Contract awarded to repair Seascape Sur stairway
The beach access stairway at Seacape Sur will be closed for about four months beginning later this year to renovate the aging structure. Photo by Bianca Kaplanek

SOLANA BEACH — Work to repair the aging Seascape Sur beach access stairway will begin this fall after council members at the July 12 meeting approved an approximately $200,000 contract with Conan Construction Inc.

The structure at the south end of the city will be closed during the estimated four-month construction period, slated to begin in October or November.

The stairway, built in 1995, includes five piers on the bluff, three piers in the sand below and several flights of stairs leading to the beach.

Through the years routine maintenance has been performed. In 2008 the beach piers were encased with an interlocking system to strengthen them against surface wear from the abrasive impacts of sand, cobble and water, especially during winter storms and high tides.

But the harsh marine environment has rusted the metal hangers and fasteners that support the treated lumber steps, which also need to be replaced due to normal wear and tear.

Last year it was determined the stairway is safe for public use, but maintenance was needed to ensure the deterioration didn’t reach a point where the structure would require an emergency closure for repairs.

Noble Construction, the original design consultant that prepared plans detailing how the stairway would be built and repaired, was hired in April 2016 to create design plans for the renovation.

Construction bids were advertised this past May. Six proposals ranging from $202,690, from Conan, to $326,325 were submitted.

Conan built the veterans courtyard at La Colonia Park, as well as other projects in the city.

The work will include removing and replacing the existing concrete walkway from Sierra Avenue to the top landing of the stairs because tree roots have caused severe damage.

Work is expected to take about four months because the California Coastal Commission permit waiver prohibits construction on weekends and holidays or between Memorial Day and Labor Day.

The contract includes a larger-than-normal contingency of $40,000 — approximately 20 percent — because of uncertainty about how hard it will be to remove the fittings.

“The current metal hardware pieces on the stairs are frozen and rusted to a point that it is difficult to estimate what it might take to unbolt the sections with no or minimal damage to the rest of the structure,” Mo Sammak, the city engineer, said.

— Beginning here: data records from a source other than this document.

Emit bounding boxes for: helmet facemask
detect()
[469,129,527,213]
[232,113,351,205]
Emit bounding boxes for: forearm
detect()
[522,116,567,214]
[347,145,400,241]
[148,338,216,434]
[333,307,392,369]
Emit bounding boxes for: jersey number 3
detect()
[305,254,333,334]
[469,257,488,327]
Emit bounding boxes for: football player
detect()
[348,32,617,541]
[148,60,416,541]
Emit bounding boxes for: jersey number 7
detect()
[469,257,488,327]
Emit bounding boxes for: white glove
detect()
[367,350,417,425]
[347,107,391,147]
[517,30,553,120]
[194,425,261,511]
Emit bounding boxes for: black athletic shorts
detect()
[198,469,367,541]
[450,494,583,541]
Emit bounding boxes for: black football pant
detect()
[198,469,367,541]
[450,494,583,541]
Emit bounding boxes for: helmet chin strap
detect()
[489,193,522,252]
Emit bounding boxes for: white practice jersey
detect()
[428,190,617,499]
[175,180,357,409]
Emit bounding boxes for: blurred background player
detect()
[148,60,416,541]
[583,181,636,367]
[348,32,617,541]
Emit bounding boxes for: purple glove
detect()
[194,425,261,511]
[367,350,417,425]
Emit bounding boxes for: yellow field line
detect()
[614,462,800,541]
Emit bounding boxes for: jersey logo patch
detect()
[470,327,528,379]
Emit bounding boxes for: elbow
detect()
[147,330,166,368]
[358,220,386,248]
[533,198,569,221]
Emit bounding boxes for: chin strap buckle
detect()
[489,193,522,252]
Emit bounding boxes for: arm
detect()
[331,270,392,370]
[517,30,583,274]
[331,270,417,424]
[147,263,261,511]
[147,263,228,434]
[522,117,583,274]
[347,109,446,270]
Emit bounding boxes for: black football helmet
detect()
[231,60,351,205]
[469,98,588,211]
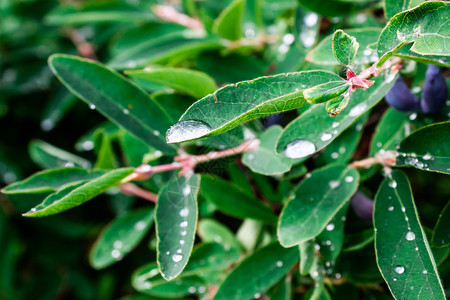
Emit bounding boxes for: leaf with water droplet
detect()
[28,140,92,169]
[213,243,299,300]
[396,122,450,174]
[49,54,175,153]
[131,262,206,299]
[278,165,359,247]
[306,28,381,65]
[168,71,342,142]
[24,168,133,217]
[242,126,292,175]
[377,1,450,67]
[374,170,445,299]
[277,75,395,158]
[201,176,277,223]
[332,29,359,66]
[89,208,153,269]
[125,66,217,98]
[155,175,200,280]
[432,201,450,247]
[1,167,104,195]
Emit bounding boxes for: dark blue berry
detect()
[384,77,420,111]
[420,65,448,114]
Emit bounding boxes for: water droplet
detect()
[325,223,334,231]
[389,179,397,189]
[111,249,121,260]
[183,185,191,196]
[172,254,183,262]
[166,121,211,143]
[328,180,341,190]
[284,140,316,158]
[41,119,55,131]
[405,231,416,241]
[348,103,367,117]
[134,221,146,230]
[81,141,94,151]
[320,132,333,142]
[344,176,354,182]
[394,266,405,274]
[180,207,189,217]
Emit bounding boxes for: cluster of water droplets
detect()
[166,121,211,143]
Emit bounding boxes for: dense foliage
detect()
[0,0,450,300]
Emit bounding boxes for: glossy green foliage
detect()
[89,208,153,269]
[396,122,450,174]
[155,175,200,280]
[24,168,133,217]
[332,30,359,66]
[49,55,173,152]
[432,202,450,247]
[374,170,445,299]
[278,165,359,247]
[125,66,217,98]
[167,71,341,143]
[214,243,298,300]
[377,1,450,66]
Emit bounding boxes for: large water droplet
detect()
[284,140,316,158]
[405,231,416,241]
[172,254,183,262]
[166,121,211,143]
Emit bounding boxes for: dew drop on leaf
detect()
[284,140,316,158]
[166,121,211,143]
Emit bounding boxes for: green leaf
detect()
[298,240,316,275]
[213,0,246,41]
[131,263,206,299]
[45,1,155,25]
[377,1,450,67]
[125,66,217,98]
[277,75,396,158]
[213,243,298,300]
[49,54,175,153]
[384,0,411,19]
[197,219,242,250]
[201,176,277,223]
[242,126,292,175]
[28,140,91,169]
[156,175,200,280]
[370,107,410,156]
[332,29,359,66]
[278,165,359,247]
[2,167,103,195]
[396,122,450,174]
[316,203,349,262]
[431,202,450,247]
[89,208,153,269]
[306,28,381,65]
[107,30,223,70]
[374,170,445,299]
[24,168,133,217]
[167,71,342,143]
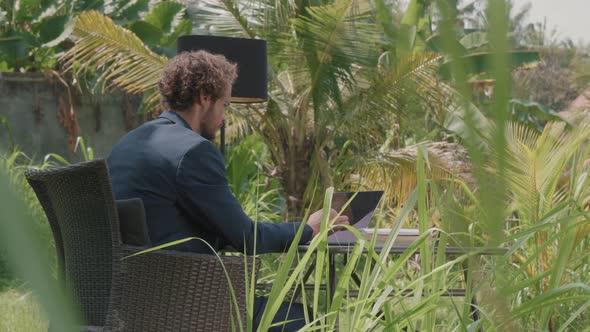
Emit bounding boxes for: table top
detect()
[298,243,508,255]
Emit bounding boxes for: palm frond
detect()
[340,142,473,204]
[187,0,266,38]
[293,1,379,114]
[61,11,168,93]
[505,121,590,223]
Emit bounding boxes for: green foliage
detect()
[226,135,285,222]
[510,99,562,132]
[0,154,79,332]
[0,0,75,71]
[0,149,56,289]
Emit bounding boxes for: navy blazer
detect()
[107,112,313,254]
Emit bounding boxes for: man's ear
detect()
[199,92,211,105]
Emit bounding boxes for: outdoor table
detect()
[278,244,507,330]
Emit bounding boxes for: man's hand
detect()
[307,209,349,238]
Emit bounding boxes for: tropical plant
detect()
[61,1,458,217]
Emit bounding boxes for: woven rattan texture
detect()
[25,160,120,326]
[105,246,246,332]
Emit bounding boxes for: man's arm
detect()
[176,141,313,254]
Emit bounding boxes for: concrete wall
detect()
[0,73,151,161]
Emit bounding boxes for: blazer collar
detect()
[158,111,193,130]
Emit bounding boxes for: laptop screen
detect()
[328,191,383,244]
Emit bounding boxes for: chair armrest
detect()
[115,198,151,246]
[106,245,258,331]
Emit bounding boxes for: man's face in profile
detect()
[200,85,231,140]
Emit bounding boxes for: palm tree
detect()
[61,0,454,217]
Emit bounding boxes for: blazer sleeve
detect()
[176,140,313,255]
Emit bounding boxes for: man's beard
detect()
[201,127,217,141]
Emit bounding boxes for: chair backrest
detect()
[25,159,121,326]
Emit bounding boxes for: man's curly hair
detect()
[158,51,237,112]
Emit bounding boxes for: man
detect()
[107,51,348,330]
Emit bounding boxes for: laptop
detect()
[328,191,383,245]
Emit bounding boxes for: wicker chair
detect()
[25,159,246,332]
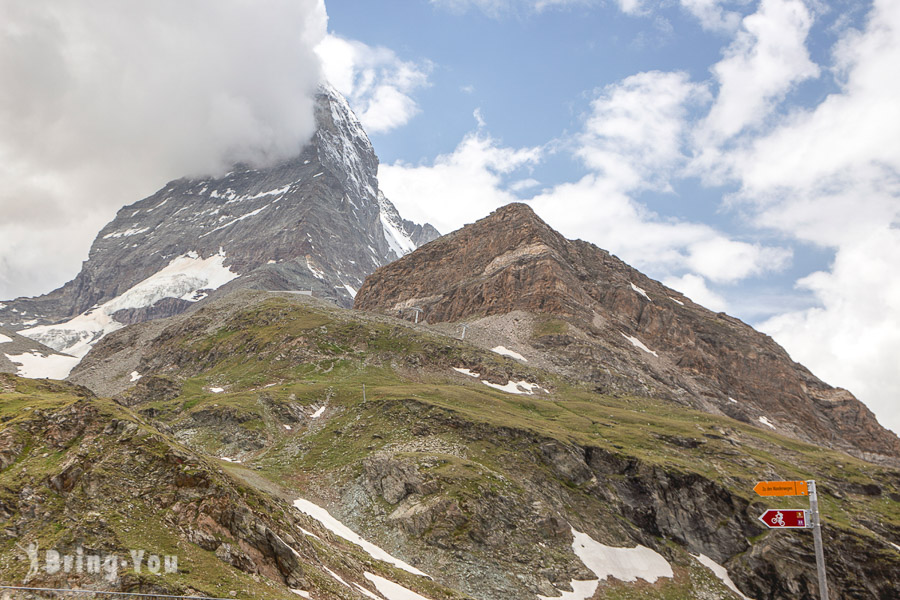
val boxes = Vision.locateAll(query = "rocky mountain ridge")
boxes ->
[355,204,900,465]
[51,291,900,600]
[0,85,438,370]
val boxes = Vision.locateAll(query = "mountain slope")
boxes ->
[0,86,438,368]
[355,204,900,464]
[0,375,461,600]
[61,291,900,600]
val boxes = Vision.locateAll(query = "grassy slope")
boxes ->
[114,298,900,597]
[0,374,468,600]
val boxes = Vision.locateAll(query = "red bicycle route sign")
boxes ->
[759,508,809,529]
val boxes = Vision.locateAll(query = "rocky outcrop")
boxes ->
[0,374,459,600]
[355,204,900,464]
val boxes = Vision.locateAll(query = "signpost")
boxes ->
[753,480,828,600]
[759,508,809,529]
[753,481,809,496]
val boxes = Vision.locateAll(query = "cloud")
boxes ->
[663,273,728,312]
[681,0,741,33]
[760,228,900,432]
[718,0,900,431]
[378,127,544,233]
[430,0,600,18]
[698,0,819,146]
[379,72,791,296]
[576,71,706,190]
[0,0,327,297]
[316,34,431,133]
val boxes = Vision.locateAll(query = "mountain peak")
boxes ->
[354,203,900,464]
[0,85,439,376]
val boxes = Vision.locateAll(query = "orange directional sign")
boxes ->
[753,481,809,496]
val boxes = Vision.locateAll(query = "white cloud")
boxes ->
[576,71,706,190]
[699,0,819,146]
[379,72,791,305]
[0,0,327,297]
[686,235,793,283]
[760,228,900,432]
[378,128,542,233]
[663,273,728,312]
[720,0,900,431]
[430,0,596,18]
[681,0,741,33]
[316,34,431,133]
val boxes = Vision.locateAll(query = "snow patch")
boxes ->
[225,183,291,204]
[306,256,325,279]
[453,367,481,377]
[363,571,428,600]
[481,379,547,394]
[628,281,653,302]
[538,527,675,600]
[691,554,752,600]
[619,331,659,358]
[200,204,272,237]
[759,415,776,429]
[19,250,238,358]
[103,227,150,240]
[322,567,353,590]
[378,192,416,258]
[353,582,383,600]
[4,350,81,379]
[294,498,428,576]
[491,346,528,362]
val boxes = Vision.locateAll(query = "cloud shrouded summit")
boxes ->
[0,0,327,297]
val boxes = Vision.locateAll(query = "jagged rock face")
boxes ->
[355,204,900,464]
[0,87,438,355]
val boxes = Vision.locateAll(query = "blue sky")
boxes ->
[0,0,900,431]
[320,0,900,430]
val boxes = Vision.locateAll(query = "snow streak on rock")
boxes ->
[378,192,416,258]
[491,346,528,362]
[365,572,428,600]
[5,350,81,379]
[19,251,238,366]
[538,527,675,600]
[294,498,428,577]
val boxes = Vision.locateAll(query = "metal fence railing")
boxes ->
[0,585,232,600]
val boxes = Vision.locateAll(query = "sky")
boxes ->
[0,0,900,431]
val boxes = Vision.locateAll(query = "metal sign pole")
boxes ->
[806,480,828,600]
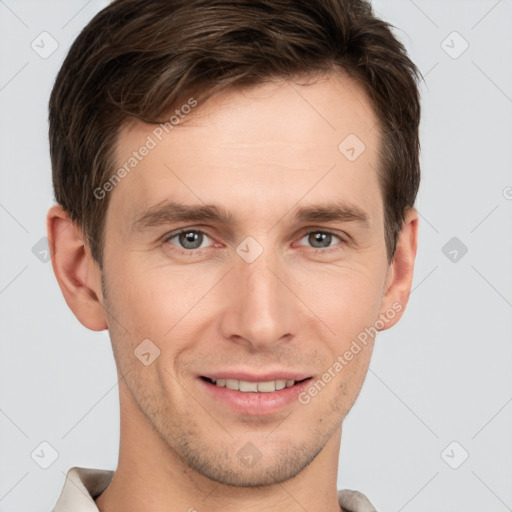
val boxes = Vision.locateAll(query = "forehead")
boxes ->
[109,75,380,229]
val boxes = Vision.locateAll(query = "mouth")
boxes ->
[201,376,311,393]
[197,374,313,417]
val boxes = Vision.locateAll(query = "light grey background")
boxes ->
[0,0,512,512]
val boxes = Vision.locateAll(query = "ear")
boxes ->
[379,208,419,331]
[46,205,107,331]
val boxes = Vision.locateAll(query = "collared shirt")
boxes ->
[53,466,376,512]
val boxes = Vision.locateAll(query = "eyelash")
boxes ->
[163,229,346,255]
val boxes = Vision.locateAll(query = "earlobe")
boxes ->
[380,208,419,330]
[46,205,107,331]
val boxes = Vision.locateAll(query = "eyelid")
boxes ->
[162,226,350,255]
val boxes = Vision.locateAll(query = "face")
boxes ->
[102,71,391,486]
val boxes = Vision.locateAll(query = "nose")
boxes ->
[219,241,307,350]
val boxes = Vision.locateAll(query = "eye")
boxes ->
[301,231,343,252]
[164,229,212,252]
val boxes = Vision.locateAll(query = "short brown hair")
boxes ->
[49,0,420,268]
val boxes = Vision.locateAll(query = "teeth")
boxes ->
[213,379,295,393]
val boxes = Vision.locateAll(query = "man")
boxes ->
[47,0,420,512]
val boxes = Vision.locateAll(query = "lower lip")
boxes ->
[199,378,312,416]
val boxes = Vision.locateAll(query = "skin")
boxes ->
[48,75,418,512]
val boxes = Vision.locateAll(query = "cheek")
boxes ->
[295,264,384,336]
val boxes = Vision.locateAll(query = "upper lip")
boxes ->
[201,370,311,382]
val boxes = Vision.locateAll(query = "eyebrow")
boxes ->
[132,200,369,231]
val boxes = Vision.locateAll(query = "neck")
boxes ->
[95,381,341,512]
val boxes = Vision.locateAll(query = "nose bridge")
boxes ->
[223,239,296,346]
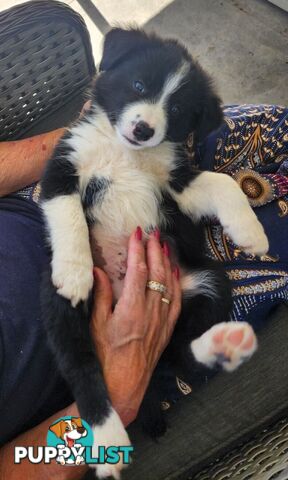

The city budgeted $300,000 for the project from the transient occupancy tax sand replacement fund. Any leftover money will be returned to that fund and reallocated for future projects.

When the design contract was awarded last year, then-Councilman Mike Nichols suggested replacing the stairs with concrete rather than wood because he said pressure-treated lumber is not good for bare feet.

There are a lot of toxins in there, he said, adding that concrete would also decrease the risk of splinters and last longer.

Sammak said after looking into that recommendation, he learned concrete threads are not a viable option because they are heavier and would compromise the structural integrity of the stairway and the foundation.

Additionally, the beams supporting the stairs, called stringers, would all have to be replaced with a different material, which would make the entire structure heavier.

“This option would make the project much more complicated from a scheduling and budgeting point of view,” he added.